Hay demasiada información en esta imagen y, a la vez, no hay nada que sobreinterpretar. En su texto, el MoMA hablará de de-colonización y de reivindicación queer y tratándose de una artista mexicana resulta casi un cliché que no se pueda procesar su imagen sin la justificación ideológica imperante. Peor aún, analizar en esos términos a Frieda Toranzo Jaeger trasunta cierta pereza intelectual. La imagen es un tríptico ensamblado a la manera de un tableaux medieval o de la estructura heredada por el barroco colonial. En el centro dos mujeres americanas nativas se aman en lo que sería el asiento trasero de un auto desensamblado, tal como se los puede ver en un taller mecánico o un desarmadero solo que aquí aparece perdido en medio de la selva. La escena precede al desembarco del Reino de España en el siglo XV pero a la vez no hubiera podido completarse sin el desarrollo del automóvil en el siglo XX. Todo parece suceder más bien en un futuro al estilo de las distopías en boga donde no hay carretera a donde escapar y las escenas primitivas y sci-fi se cruzan en el loop de Moebius. Detalle de un kamasutra tolteca fuera de tiempo y espacio.

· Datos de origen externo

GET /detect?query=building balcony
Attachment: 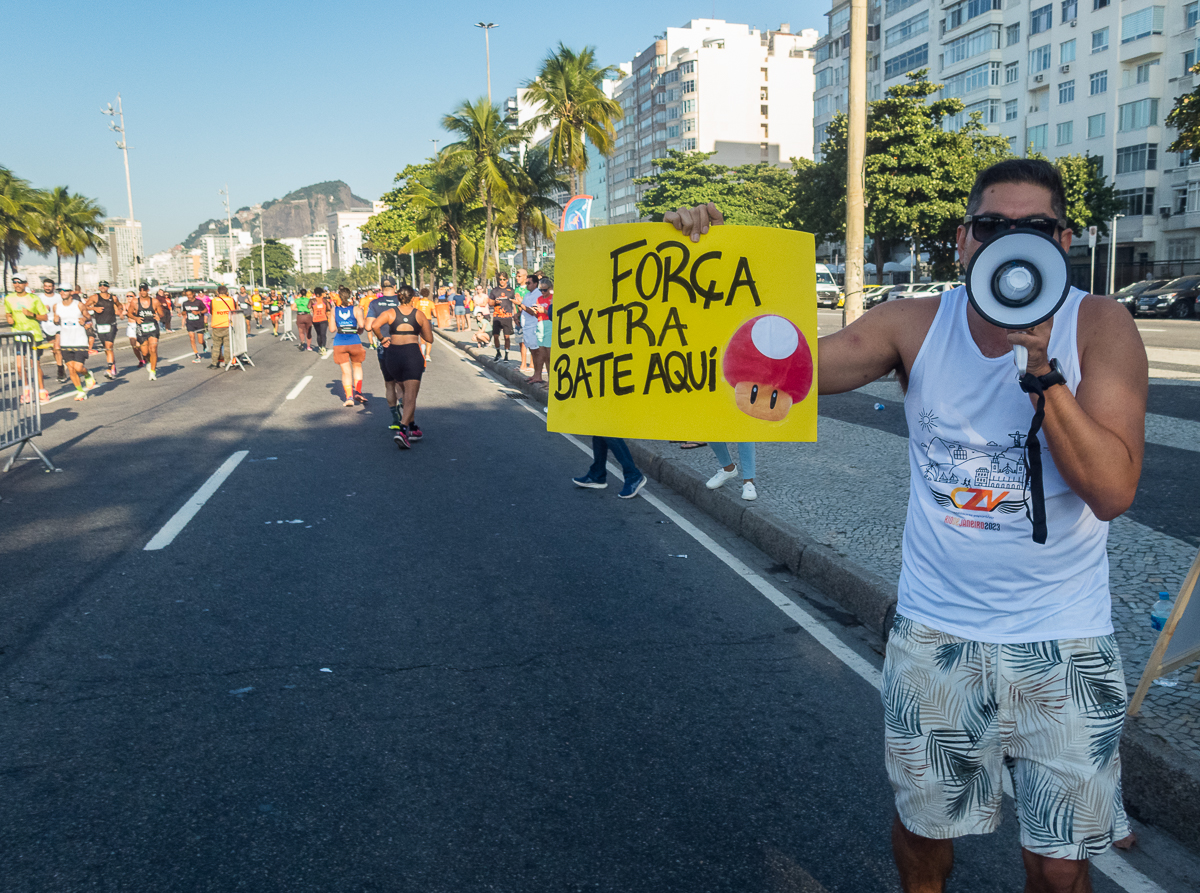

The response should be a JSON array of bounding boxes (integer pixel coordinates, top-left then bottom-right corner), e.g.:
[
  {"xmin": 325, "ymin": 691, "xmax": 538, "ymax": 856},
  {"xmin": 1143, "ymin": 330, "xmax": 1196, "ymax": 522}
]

Pero la joven Frieda Toranzo Jaeger (DF, 1988) no está sino siendo cabalmente mexicana. Con ese nombre en el que parecen subvertirse los de Frida y Jagger (¡flor de fantasía andrógina!) sus pinturas rescatan la estructura del arte colonial que no puede borrarse de la memoria visual latinoamericana con el automatismo de un delete. Al mismo tiempo, el feminismo sublimado a una escena de sexo oral indígena es una afirmación en la línea de mujeres fuertes en una sociedad tan machista como la mexicana. Mujeres que no necesitan de los hombres para ser artistas o para ser amadas, por ejemplo. Eso es lo que se ve en el tríptico Sappho dedicado a la madrina absoluta del deseo lésbico convertido en poesía. Mujeres que habitan esos autos fantásticos que se revelan inútiles invadidos por la venganza de la selva en un planeta más bien deforestado.

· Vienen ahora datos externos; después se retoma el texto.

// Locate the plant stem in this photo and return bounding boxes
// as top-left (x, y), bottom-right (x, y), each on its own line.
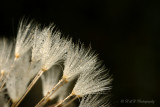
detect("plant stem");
top-left (55, 93), bottom-right (74, 107)
top-left (63, 95), bottom-right (79, 107)
top-left (36, 78), bottom-right (66, 106)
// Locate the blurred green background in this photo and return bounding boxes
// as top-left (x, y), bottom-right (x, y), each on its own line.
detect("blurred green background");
top-left (0, 0), bottom-right (159, 107)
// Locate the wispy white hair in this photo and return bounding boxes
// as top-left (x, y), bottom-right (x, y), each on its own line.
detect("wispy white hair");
top-left (63, 43), bottom-right (97, 81)
top-left (15, 20), bottom-right (36, 59)
top-left (72, 64), bottom-right (112, 96)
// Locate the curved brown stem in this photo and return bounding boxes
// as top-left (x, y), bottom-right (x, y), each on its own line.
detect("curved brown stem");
top-left (63, 96), bottom-right (79, 107)
top-left (55, 93), bottom-right (74, 107)
top-left (35, 78), bottom-right (66, 107)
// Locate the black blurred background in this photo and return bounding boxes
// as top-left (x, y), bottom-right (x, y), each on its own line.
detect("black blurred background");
top-left (0, 0), bottom-right (160, 107)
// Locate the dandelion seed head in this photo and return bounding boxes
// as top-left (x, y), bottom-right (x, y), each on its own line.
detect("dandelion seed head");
top-left (63, 43), bottom-right (97, 81)
top-left (72, 65), bottom-right (112, 96)
top-left (0, 20), bottom-right (112, 107)
top-left (15, 20), bottom-right (36, 59)
top-left (32, 25), bottom-right (71, 71)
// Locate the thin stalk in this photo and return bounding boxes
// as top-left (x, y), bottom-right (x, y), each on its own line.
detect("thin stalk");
top-left (63, 96), bottom-right (79, 107)
top-left (12, 70), bottom-right (44, 107)
top-left (36, 78), bottom-right (66, 106)
top-left (55, 93), bottom-right (74, 107)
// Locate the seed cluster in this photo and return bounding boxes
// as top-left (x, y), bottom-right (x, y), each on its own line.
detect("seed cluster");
top-left (0, 20), bottom-right (112, 107)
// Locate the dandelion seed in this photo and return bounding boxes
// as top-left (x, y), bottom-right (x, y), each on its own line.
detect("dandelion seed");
top-left (72, 65), bottom-right (112, 96)
top-left (63, 43), bottom-right (97, 81)
top-left (32, 25), bottom-right (71, 70)
top-left (55, 63), bottom-right (112, 107)
top-left (40, 32), bottom-right (71, 71)
top-left (15, 20), bottom-right (36, 60)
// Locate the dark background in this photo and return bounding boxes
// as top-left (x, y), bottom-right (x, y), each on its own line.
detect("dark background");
top-left (0, 0), bottom-right (159, 107)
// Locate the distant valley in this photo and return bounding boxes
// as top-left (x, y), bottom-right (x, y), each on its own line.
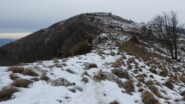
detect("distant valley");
top-left (0, 33), bottom-right (29, 46)
top-left (0, 39), bottom-right (16, 46)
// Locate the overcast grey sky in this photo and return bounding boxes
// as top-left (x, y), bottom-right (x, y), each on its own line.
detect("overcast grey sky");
top-left (0, 0), bottom-right (185, 33)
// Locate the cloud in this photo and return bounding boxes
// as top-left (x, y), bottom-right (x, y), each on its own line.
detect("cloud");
top-left (0, 0), bottom-right (185, 32)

Entonces el ojo imperialista expiará su culpa viendo aquí de-colonialismo (el anti-ismo que consagra cualquier paper) sin percibir otra línea mexicana. Toranzo Jaeger trae en su fetichismo por los autos (o lo que quedó de ellos vaya a saber en que apocalipsis pasado o futuro) ecos del uso pionero que Siqueiros hiciera de la pintura fordista sopleteada en murales como el “Ejercicio plástico” que realizó a pedido de Natalio Botana, y que la madre de María Julia Alsogaray vandalizó para proteger los ojos de su hija del desnudo (y cierto erotismo lésbico también), cuando la familia del capitán ingeniero se hizo cargo de la quinta en Don Torcuato.

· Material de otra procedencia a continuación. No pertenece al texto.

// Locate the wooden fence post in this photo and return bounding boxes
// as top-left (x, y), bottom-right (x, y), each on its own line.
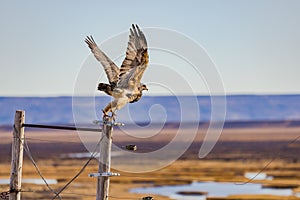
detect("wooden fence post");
top-left (96, 116), bottom-right (113, 200)
top-left (9, 110), bottom-right (25, 200)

Pintora de autos perdidos en la selva como cohetes enviados desde la luna a la Tierra, Frieda es una Frida redimida en su movilidad y en la posibilidad de ser deseada por todas las mujeres del planeta. Solo una mirada colonialista puede clasificarla a medida de una conciencia culposa para perderse el goce estético de sus pinturas en las que los marcos de la representación religiosa son recuperados para el beso final de Thelma y Louise en el auto, antes de caer.